So last Sunday I loved the entire universe, but let’s be real: no one can love the entire universe every single day. Unless they’re the Dalai Lama, and I’m sorry, but I refuse to believe the guy never, ever, ever has a bad day. Or acts purely for selfish reasons, is inconsiderate, or forgets to be in the moment.
Anyway, I’m human, and I admit it. This week has had its highs and lows, like everyone (yes, everyone!) else’s. But here, for your entertainment, are a couple of moments whose merits qualified them for special awards.

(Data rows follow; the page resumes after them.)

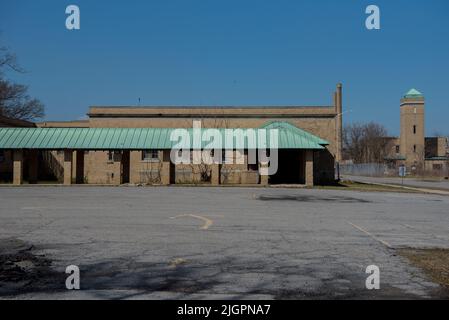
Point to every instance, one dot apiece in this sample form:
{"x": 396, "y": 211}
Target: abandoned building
{"x": 412, "y": 148}
{"x": 131, "y": 145}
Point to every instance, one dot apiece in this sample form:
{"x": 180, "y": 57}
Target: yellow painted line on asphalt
{"x": 207, "y": 222}
{"x": 370, "y": 234}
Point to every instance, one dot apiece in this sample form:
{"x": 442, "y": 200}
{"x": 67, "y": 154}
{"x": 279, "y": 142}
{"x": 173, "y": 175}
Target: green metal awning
{"x": 290, "y": 137}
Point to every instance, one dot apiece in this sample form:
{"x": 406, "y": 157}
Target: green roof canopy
{"x": 413, "y": 93}
{"x": 290, "y": 137}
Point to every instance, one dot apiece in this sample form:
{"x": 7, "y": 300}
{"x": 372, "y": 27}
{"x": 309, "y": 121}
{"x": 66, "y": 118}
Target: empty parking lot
{"x": 184, "y": 242}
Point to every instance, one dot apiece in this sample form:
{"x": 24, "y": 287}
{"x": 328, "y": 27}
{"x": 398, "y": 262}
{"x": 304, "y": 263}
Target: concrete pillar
{"x": 17, "y": 167}
{"x": 215, "y": 174}
{"x": 68, "y": 158}
{"x": 166, "y": 166}
{"x": 309, "y": 168}
{"x": 32, "y": 166}
{"x": 338, "y": 122}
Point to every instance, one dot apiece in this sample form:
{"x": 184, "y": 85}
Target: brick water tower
{"x": 412, "y": 130}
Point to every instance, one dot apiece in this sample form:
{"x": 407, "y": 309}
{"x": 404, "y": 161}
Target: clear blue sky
{"x": 229, "y": 52}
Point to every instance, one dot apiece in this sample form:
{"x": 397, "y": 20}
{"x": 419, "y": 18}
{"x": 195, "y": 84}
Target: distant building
{"x": 118, "y": 145}
{"x": 417, "y": 152}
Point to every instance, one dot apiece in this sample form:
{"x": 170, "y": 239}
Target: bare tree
{"x": 365, "y": 143}
{"x": 14, "y": 101}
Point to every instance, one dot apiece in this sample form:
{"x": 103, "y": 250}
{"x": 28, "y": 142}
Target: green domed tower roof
{"x": 413, "y": 93}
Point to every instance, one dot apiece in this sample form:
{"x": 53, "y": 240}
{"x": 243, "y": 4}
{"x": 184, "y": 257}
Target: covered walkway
{"x": 74, "y": 143}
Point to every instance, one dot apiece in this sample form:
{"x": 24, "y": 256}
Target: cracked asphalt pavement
{"x": 215, "y": 243}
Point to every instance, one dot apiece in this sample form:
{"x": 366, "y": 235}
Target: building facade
{"x": 310, "y": 145}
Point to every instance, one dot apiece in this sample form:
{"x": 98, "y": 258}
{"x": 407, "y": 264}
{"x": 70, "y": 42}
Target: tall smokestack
{"x": 339, "y": 122}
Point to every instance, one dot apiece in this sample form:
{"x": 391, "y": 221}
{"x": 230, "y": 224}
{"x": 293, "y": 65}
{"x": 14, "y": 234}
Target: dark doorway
{"x": 124, "y": 167}
{"x": 79, "y": 159}
{"x": 289, "y": 167}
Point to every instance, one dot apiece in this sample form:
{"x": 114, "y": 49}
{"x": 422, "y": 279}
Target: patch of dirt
{"x": 434, "y": 262}
{"x": 22, "y": 271}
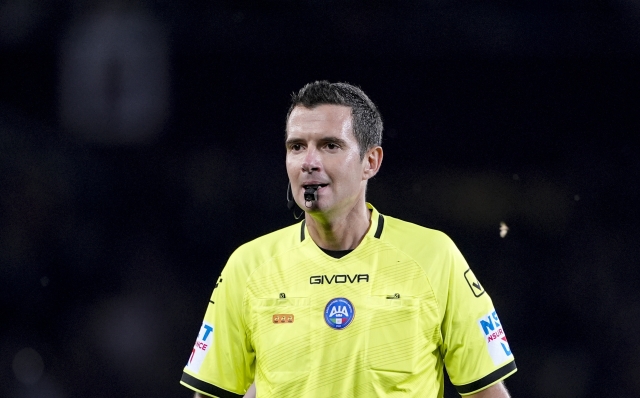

Winner in the Annoying in an Entirely Perplexing Way category: After picking up my little guy from school the other day, I drove (at a reasonable speed) along a wooded, sidewalk-free road in the affluent town where his school is located. Heading toward me, on my side of the road, was a mom walking with her pre-school-age daughter and, on the other side, a couple of cars. The mom, with a haughty, pleased-with-herself, self-righteous expression, motioned for me to move to the left, away from where she was walking with her daughter, and toward oncoming traffic. I responded with my patented Perplexed and Irritated Look.
First off, in my estimation, I was nowhere near dangerously close to her and her little girl. Secondly, I don’t think driving into oncoming traffic would have benefitted anyone.
If you choose to live in a town with no sidewalks and don’t feel comfortable walking on the side of the road, I suggest you don’t. Take your car everywhere. Yes, it’s bad for the environment, but you should have thought of that when you moved to your sidewalk-free town.
But this is even better. It’s the winner in the Utterly Outrageous BS category: Gayle Trotter’s testimony before the Senate Judicial Committee.
Uh, what?! Why isn’t there more general outrage in response to this fiasco of a hearing? Isn’t it bad enough we repeatedly hear from Wayne LaPierre, who looks as though he’s been perfectly cast for the worst villain in movie history? Isn’t it bad enough that, though LaPierre can call a press conference at the drop of a fucking hat and will be granted the attention of world media, though he shows not one ounce of compassion for victims or displays any common sense whatsoever on gun policy, though he represents corporations that make billions of dollars off the deaths of innocents, though the majority of Americans (according to several polls) disagree with his proposals to place armed guards in America’s public schools… Despite all this and more, the Senate Judiciary Committee determines he ought to be consulted by United States legislators on gun-control policy?
Yes. That’s bad enough. But Gayle Trotter. Gayle Trotter, whose claim to fame is that she happens to be a woman who is a lawyer and a “fellow” at the ultra-conservative Independent Women’s Forum? This organization was initially established to defend Clarence Thomas against sexual harassment charges and, in its twenty-plus years of existence, has rarely addressed issues related to firearms or gun-control policy. Trotter herself has no expertise in the area (she is apparently a tax attorney) and, despite her professed concern about women’s safety at the hearing, believes the Violence Against Women Act discriminates against men by characterizing them as violent.
Oh, it’s rich, isn’t it? It would be comical if it weren’t so infuriating and horrifying. Her testimony, which drew a picture of a woman at home “with her babies,” fighting off three, four, or five male attackers with a “scary” weapon (while her children cried in the background, perhaps partly because they were scared of their mom’s scary weapon), itself portrayed men as extremely violent. And as for guns as the obvious “choice” (nice word, Gayle) for women when protecting themselves from crazed maniacs in their homes, I noticed there was no mention of the fact that Nancy Lanza’s own guns were used, not to heroically fend off her attacker, but to murder her as she lay in bed.
This is worst of all: Gayle Trotter was the only woman to testify at length at the hearing. What, pray what, my friends, are you and I going to do about it?
Please contact your senator, particularly if s/he serves on the Senate Judiciary Committee, and tell them something like this: That hearing on gun control, which is crucially important to the pursuit of life, liberty, and happiness of every citizen in this country, was a joke and and an insult to the American people.
And please let me know if you’ve done that so I can personally thank you.
Photos (Top: “Bad Apple in a Tree Orchard”; Bottom: “Miniature Army”)
by alegri / alegriphotos.com

You have an interesting take on things that I appreciate. I like your mixture of humor and outrage. Is that patented like your perplexed and iritated look?
I think Richard Blumenthal is on the senate judiciary committee. If he is I’ll definitely get in touch with him. I only saw part of Trotter’s testimony but what I saw was pretty outrageous and I also wondered what she was doing there.
Thank you so much, DebE — I love that description (“a mixture of humor and outrage”). I think that pretty much sums things up! (Haven’t yet patented it, though.)
Yes, Blumenthal is on the Senate Judiciary Committee. Thanks so much for contacting him.
I appreciate your reading & it’s great to hear from you now and again.